The commission created by the legislation would be composed of 13 commissioners: three commission members appointed by each of the Democratic and Republican leaders in the House and Senate and a Chair appointed by the President. At least one of the congressional appointees from each party must be non-elected experts, but the other ten commissioners appointed by Congress could be either sitting Members of Congress or unelected officials.

The commission would be directed to report to Congress its recommendations for making the Social Security trust fund solvent for at least 75 years no later than one year after its first meeting. The commission must have a minimum of nine votes in favor of its recommendations to send the plan to Congress for consideration. Achieving that level of support for recommendations will be difficult but will ensure that they have bipartisan support. The legislation sets out a process for expedited consideration of the commission recommendations in the House and Senate for an up-or-down vote without amendments.

The need for policymakers to begin a serious discussion about Social Security finances is becoming increasingly urgent. Although the program is funded by its own stream of revenues, Social Security's costs are increasing as the population ages, from 4 percent of GDP in 2006 to nearly 5 percent today, and will reach 6 percent of GDP before 2030. The program began running cash-flow deficits with outlays exceeding tax revenues in 2010. The projected shortfall over the next decade has nearly doubled in the last three years. This shortfall between revenues and outlays will continue indefinitely and will require the federal government to borrow more going forward to make up the difference.
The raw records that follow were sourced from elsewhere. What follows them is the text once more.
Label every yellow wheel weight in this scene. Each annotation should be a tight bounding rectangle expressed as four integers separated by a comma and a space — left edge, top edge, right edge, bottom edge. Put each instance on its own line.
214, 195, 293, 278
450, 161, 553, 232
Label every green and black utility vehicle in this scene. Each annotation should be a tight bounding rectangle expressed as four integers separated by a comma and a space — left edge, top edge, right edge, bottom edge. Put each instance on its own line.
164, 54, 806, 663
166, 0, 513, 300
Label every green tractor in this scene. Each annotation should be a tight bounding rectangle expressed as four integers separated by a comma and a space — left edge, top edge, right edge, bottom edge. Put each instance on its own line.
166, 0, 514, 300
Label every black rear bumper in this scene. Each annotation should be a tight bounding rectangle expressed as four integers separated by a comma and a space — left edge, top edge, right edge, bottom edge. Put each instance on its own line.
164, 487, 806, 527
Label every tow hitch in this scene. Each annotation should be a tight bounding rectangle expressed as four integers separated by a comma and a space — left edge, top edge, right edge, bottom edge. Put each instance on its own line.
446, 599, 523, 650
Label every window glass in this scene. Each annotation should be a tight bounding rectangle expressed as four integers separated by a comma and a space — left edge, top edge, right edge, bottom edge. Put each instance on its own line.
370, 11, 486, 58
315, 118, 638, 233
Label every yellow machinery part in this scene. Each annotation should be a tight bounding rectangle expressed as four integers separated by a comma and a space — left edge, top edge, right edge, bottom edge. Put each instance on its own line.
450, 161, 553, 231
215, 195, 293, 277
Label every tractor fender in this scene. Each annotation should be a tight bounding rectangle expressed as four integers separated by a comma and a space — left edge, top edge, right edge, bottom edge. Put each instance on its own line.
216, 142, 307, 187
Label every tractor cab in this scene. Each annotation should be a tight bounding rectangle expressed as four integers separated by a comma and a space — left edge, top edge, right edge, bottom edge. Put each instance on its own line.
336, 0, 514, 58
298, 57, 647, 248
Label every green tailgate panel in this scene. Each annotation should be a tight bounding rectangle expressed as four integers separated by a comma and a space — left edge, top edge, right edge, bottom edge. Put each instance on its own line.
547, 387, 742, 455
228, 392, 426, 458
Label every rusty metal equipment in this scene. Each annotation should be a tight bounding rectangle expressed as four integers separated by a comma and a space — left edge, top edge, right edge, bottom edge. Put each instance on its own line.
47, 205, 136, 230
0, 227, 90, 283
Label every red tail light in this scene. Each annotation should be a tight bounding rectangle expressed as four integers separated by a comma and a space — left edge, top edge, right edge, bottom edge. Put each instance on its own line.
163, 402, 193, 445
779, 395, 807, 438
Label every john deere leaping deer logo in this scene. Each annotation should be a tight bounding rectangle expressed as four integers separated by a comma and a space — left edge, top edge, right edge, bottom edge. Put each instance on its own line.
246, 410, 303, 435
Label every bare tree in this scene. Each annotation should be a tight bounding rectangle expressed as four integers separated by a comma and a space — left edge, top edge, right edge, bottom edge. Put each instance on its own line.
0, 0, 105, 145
In less than three years, the Social Security Disability trust fund will become completely exhausted. The most recent report by the Social Security Trustees projected that the entire program will become insolvent by 2033, leading to an across-the-board benefit cut of 23 percent for all beneficiaries regardless of age or income.

The solutions in Social Security may be easier than other parts of the budget because the demographic trends driving the problem are clear, and there are a limited number of reform options. The bipartisan plans suggested by Bowles-Simpson and Dominici-Rivlin have laid out the broad outlines of reform, combining modest tax and benefit changes with protections for low-income beneficiaries. Moreover, if the programs are reformed soon, changes can be much more gradual than if Congress waits 20 years to address the shortfall. We've put together the most common options in the Social Security Reformer, a tool that lets you create your own plan to fix Social Security.

The Fix the Debt Campaign noted how Social Security reform is key to reducing long-term debt, saying:

Social Security is a significant contributor to our long-term fiscal challenges along with growth in spending on health care entitlements and a broken tax code. Fixing Social Security won’t solve all of our country’s fiscal challenges, but it would be a significant step in the right direction that could lead to further actions on tax and entitlement reform and help restore public faith in Washington.

What’s needed now is hard work to build a consensus around a mix of options and the political will to make the tough choices. While a commission is not a substitute for political will, it can provide valuable work in developing a consensus and building support for action among policymakers and the public. The leadership Congressmen Delaney and Cole have demonstrated in putting this bill forward is an encouraging sign that at least some elected officials in Washington are prepared to tackle the fiscal challenges facing our nation.